I was chatting the other day with Jim Hugunin about an earlier posting on automation and accessibility, and Jim highlighted a point that’s worth calling out separately. If you had a script that could drive an application through all of the things shown in a screencast, you wouldn’t need the screencast. The script would not only embody the knowledge contained passively in the screencast, but would also activate that knowledge, combining task demonstration with task performance.

Of course this isn’t an either/or kind of thing. There would still be reasons to want a screencast too. As James MacLennon pointed out yesterday:

All too often, the classic on-the-job training technique has been “just follow Jim around, and do what he does for the next three weeks …”. This kind of unstructured training doesn’t lend itself to easily to written documentation – it’s the nature of the process as well is the nature of the people. Video, however, allows us to simulate this “follow him around” approach.

Citing Chris Gemingnani’s Excel recreation of a New York Times graphic, James says:

This kind of approach clicked with me, because this was my preferred method for learning a new programming environment. If I could just get an experienced programmer to take me through the edit / compile / debug / build cycle, I would be off and running.

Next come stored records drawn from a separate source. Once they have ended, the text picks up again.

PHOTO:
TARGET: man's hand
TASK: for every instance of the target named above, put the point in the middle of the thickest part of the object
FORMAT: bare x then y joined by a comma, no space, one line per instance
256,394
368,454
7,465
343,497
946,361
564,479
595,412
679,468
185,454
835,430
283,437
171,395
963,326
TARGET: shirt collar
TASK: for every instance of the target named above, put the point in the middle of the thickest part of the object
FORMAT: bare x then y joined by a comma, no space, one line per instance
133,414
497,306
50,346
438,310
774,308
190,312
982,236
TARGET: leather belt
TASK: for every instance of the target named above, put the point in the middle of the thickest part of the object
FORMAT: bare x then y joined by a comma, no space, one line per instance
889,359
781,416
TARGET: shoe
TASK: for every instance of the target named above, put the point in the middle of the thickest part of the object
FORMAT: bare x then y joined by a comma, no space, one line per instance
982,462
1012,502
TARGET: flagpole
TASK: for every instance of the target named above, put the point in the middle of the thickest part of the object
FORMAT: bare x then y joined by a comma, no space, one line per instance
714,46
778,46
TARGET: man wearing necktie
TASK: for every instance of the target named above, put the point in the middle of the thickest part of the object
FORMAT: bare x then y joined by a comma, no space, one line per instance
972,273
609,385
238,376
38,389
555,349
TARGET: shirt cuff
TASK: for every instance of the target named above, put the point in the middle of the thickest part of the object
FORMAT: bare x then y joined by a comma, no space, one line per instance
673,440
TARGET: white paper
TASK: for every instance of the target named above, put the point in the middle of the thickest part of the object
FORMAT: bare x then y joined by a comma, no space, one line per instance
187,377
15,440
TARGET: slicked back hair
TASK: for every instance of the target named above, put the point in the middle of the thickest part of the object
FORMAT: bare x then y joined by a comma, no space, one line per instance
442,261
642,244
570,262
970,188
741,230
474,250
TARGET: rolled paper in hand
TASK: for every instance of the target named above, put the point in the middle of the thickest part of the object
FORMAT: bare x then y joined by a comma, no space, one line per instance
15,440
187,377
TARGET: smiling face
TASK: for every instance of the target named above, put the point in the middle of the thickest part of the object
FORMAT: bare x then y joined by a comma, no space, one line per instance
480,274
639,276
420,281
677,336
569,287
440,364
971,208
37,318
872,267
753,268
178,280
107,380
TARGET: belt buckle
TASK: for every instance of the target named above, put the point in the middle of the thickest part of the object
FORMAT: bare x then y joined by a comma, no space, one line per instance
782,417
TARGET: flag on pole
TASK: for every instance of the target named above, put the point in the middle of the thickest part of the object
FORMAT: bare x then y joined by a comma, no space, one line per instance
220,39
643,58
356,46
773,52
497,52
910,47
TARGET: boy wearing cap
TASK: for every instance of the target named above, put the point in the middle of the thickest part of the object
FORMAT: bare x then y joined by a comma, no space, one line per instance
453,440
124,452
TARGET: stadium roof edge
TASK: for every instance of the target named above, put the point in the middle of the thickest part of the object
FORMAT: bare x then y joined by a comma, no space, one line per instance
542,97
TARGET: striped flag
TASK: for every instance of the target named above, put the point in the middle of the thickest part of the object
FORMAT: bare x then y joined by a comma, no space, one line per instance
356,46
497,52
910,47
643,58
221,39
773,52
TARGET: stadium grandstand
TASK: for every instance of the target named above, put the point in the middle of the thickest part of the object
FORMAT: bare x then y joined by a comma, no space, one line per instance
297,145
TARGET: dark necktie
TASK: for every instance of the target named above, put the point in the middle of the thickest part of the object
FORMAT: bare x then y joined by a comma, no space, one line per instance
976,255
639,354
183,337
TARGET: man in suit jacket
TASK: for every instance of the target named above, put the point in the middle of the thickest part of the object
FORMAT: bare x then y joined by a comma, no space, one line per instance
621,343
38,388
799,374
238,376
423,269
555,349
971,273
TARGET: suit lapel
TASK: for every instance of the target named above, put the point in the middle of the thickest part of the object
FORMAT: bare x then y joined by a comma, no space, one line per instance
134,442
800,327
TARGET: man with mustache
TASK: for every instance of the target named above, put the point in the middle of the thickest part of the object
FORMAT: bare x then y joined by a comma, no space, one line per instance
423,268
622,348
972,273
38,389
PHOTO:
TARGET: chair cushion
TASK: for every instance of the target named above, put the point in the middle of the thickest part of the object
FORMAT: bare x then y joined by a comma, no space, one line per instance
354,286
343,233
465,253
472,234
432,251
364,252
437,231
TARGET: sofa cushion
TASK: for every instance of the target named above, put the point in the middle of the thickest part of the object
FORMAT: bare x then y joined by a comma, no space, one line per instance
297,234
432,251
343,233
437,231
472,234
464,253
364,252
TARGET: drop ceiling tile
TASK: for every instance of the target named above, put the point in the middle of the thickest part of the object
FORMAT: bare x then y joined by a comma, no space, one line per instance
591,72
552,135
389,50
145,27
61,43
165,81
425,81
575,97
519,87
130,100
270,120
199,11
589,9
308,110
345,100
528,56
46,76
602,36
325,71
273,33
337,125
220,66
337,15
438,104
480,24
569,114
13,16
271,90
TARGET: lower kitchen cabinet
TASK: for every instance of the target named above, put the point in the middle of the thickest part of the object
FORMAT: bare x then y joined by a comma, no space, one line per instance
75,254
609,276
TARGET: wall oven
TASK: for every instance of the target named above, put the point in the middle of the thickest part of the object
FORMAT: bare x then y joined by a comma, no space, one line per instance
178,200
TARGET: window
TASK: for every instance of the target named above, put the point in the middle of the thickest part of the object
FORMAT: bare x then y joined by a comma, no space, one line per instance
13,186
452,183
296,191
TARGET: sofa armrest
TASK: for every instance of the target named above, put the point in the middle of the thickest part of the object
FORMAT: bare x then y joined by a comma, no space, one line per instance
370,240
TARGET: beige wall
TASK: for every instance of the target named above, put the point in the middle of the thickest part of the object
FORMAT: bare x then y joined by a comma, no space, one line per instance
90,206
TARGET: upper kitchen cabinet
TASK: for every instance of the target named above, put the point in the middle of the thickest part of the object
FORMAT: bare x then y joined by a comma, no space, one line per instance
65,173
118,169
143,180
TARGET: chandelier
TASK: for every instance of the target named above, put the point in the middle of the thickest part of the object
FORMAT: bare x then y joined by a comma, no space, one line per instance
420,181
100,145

So you’d really want both the screencast and the script — for extra credit, synchronized to work together.

What stands in the way of doing this? Don’t the Office applications, for example, already have the ability to record scripts? Yes, they do, but that flavor of scripting targets what I called engine-based rather than UI-based automation. Try this: Launch Word, turn on macro recording, and then perform the following sequence of actions:

  1. Mailings
  2. Recipients
  3. Type New List

Now switch off the recorder and look at your script. It’s empty, because you haven’t yet done anything with the engine that’s exposed by Word’s automation interface, you’ve only interacted with the user interface in preparation for doing something with the engine.

It would be really useful to be able to capture and replay that interaction. And in fact, I’ve written a little IronPython script that does replay it, using the UI Automation mechanism I discussed in the earlier posting. It’s not yet even really a proof of concept, but it does contain three lines of code that correspond exactly to the above sequence. Each line animates the corresponding piece of Word’s user interface. So when you run the script, the Mailings ribbon is activated, then the Recipients button is highlighted and selected, and then the Type New List menu choice appears and is selected.

What I’m envisioning here is UI-based semantic automation. I call it UI-based to distinguish it from the engine-based approach that bypasses the user interface. I call it semantic because it deals with named objects in addition to keystrokes and mouseclicks. Is this even possible? I think so, but so far I’ve only scratched the surface. Deeper in there be dragons, some of which John Robbins contends with in the article I cited. I’d be curious to know who else has fought those dragons and what lessons have been learned.